As thousands of folks fly out of town after the Democratic National Convention, consider the ground upon which Philadelphia International Airport sits: Hog Island, once the world's largest shipyard.

As thousands of folks fly out of town after the Democratic National Convention, consider the ground upon which Philadelphia International Airport sits: Hog Island, once the world's largest shipyard.

Long before William Penn arrived aboard the Welcome in 1681, Swedish settlers controlled the island, at the confluence of the Delaware and Schuylkill. The Lenape called the island Quistconck, or "place for hogs."

Hog Island made a brief cameo during the American Revolution: An order in 1777 from the Council of Safety called for the island to be flooded, to halt British troops trying to infiltrate Philadelphia via the Delaware.

Banking, or diking, of the island allowed for agriculture to take root for much of the 1800s. By the beginning of the 20th century, enough dredge spoils had been deposited on the island that flooding was no longer a concern.

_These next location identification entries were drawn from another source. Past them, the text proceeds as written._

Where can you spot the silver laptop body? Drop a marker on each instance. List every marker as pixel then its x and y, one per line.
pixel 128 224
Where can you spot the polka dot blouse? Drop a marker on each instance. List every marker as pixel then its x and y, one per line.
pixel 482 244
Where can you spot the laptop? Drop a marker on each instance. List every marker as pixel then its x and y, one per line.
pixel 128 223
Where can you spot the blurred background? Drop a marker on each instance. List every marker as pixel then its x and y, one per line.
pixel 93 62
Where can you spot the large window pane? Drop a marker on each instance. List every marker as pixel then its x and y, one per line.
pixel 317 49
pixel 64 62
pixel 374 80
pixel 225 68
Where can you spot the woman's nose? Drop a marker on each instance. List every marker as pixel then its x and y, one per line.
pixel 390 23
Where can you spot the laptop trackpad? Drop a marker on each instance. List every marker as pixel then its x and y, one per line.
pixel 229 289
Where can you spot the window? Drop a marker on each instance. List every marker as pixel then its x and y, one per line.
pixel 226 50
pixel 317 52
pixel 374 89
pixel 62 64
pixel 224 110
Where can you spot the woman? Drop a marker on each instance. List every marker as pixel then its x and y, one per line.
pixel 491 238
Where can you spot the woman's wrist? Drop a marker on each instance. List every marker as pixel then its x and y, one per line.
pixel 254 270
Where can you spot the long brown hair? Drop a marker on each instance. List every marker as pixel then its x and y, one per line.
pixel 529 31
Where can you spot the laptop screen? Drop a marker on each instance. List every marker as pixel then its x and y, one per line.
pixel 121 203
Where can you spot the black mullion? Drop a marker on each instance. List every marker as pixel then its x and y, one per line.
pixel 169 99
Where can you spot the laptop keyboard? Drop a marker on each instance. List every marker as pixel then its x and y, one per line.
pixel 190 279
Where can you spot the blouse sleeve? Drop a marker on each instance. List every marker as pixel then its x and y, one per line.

After America's entry into the First World War in April 1917, a sober appraisal was taken of the country's maritime force. To fight "over there," American men and materiel first had to be able to get over there. At the time, the vast majority of American exports were ferried by foreign ships. The country's merchant marine counted only 430 cargo and passenger ships.

To address this need, President Woodrow Wilson set out to transform Hog Island into the world's largest shipyard.

Beginning in the summer of 1917 and lasting through the winter, the island was shored up with more than a half-million cubic yards of gravel and soil from the Delaware's bed. Roads, railroads, electricity, and sewage facilities also had to be introduced. More than 35,000 "Hoggies" labored to build the shipyard.

"You'd work seven days a week for a month," said Frank Cautilli, a South Philadelphian who worked at the shipyard during the winter of 1917. "And then maybe you'd take a day off if you were really tired."

Hog Island's designation as a shipyard is perhaps misleading. "Shipbuilding" in its case consisted of riveting or welding together prefabricated parts. However, it was the first shipyard to use mass-production techniques on such a large scale.

Wilson's wife christened the Quistconck, the first ship assembled at Hog Island, on Aug. 5, 1918, barely three months before the war ended.

Due to construction delays, cost overruns, and other setbacks, not a single ship sutured together at the shipyard saw service during the conflict.

By the time of its closing in 1921, only 122 ships had been built at the $66 million facility.

Between 1930 and the mid-1950s, the grounds were subsumed by what was then known as Philadelphia Municipal Airport.

"The greatness of it, the bigness of it, was something to see," Cautilli said of the shipyard. "And it came from nothing but mud."

Geographically, Hog Island no longer exists: The Army Corps of Engineers filled in the creek that made it an island not long after the shipyard closed.

Gastronomically, however, its influence lives on. The submarine sandwich first served to workers at Hog Island - originally called a "Hoggie" - is perhaps better known by its other name: the hoagie.